The pension and assurance scheme of FTSE 100-listed commercial property company Land Securities has completed a £110m buy-in (€129m) with insurer Just.

The deal was signed in December and covers around three quarters of the scheme’s pensioner liabilities.

In a statement, Just said it is one of the most significant deals it completed since merging with Partnership Assurance in April 2016.

A medical underwriting exercise is due to take place, which Just said would provide potential to deliver improved terms to the trustees.

Peter Frackiewicz, chair of trustees said: “We are very pleased to have taken this important step in managing risk within our scheme, gaining protection against demographic risks and a source of income that will help us meet our benefit payments with a reduced need for divesting assets in order to do so.”

Nottinghamshire County Council Pension Fund has awarded Kames Capital a £300m buy-and-hold fixed income mandate that is designed to help the pension fund implement its infrastructure investment plans.

Kames will invest the £300m in a portfolio of corporate bonds with a target yield of 1.25% over Libor after fees, “with the aim of providing periodic cash flow” to meet the pension fund’s five-year infrastructure investment plan.

Keith Palframan, group manager of finance at Nottinghamshire County Council Pension Fund, said: “We have made a long-term commitment to infrastructure and plan to make staged investments from March 2018 to the end of 2021. Kames Capital has created a customised corporate bond portfolio to meet our objectives for liquidity, security and performance over this period.”

Elsewhere, Pensions Institute, Pinsent Masons and Pendragon have published a report that is intended to be the first of an annual survey of pensions regulation in the UK.

The pensions rulebook, the authors argued, “has become generally recognised as excessive and counter-productive … yet there are presently pressures to increase it even further in quantity and complexity”.

The report said that “the immense quantity of legislation [is] increasing (to now around 160,000 pages) at a time when the membership of defined benefit schemes (to which most legislation relates) is declining”.

It argued The Pensions Regulator should play a smaller role, perhaps “as a branch of the courts”, and that there should be no more “nagging” of trustees. The authors also said regulators should forget about scheme consolidation as a solution to problems within the defined benefit sector.
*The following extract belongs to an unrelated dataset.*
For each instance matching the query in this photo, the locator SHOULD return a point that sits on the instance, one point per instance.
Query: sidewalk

The report – “Pensions and chocolate[1] – The state of pensions regulation in 2017” - can be found here.

In other news, Punter Southall has published a report showing that a quarter of UK pension schemes would move from deficit to surplus if they calculated their discount rate differently than under the average approach, where expected returns are based on gilt yields.

One in four could reduce deficits by half, it said.

The firm said that schemes should consider approaches less correlated to bond market returns, such as an “inflation plus” approach. In this method, the equity return is set relative to expected future inflation. Alternatively, schemes could use “intrinsic value”, which derives the return on assets from market information within those markets, rather than data from the bond market.

Richard Jones, principal at Punter Southall Transaction Services, said the “gilts plus” approach may be perfectly suitable for some schemes, but that for others “alternative methods may prove to be a better option and would likely have a dramatic impact on funding levels and employer contributions”.

Schemes should carefully weigh a switch to a higher discount rate and ensure they are comfortable with the additional risk this brings, according to Punter Southall.

“Due to the budgeting nature of a valuation, using a higher discount rate means that the scheme is asking for less money from the employer and therefore taking more risk that the employer will not be able to make good any deficit in the future should the discount rate view prove erroneous,” said Jones.

The paper – “The discount rate quandary” – can be found here.


[1] The report’s authors wrote: “But, rather like chocolate, while rules might indeed be a good thing, too much might be bad for us.”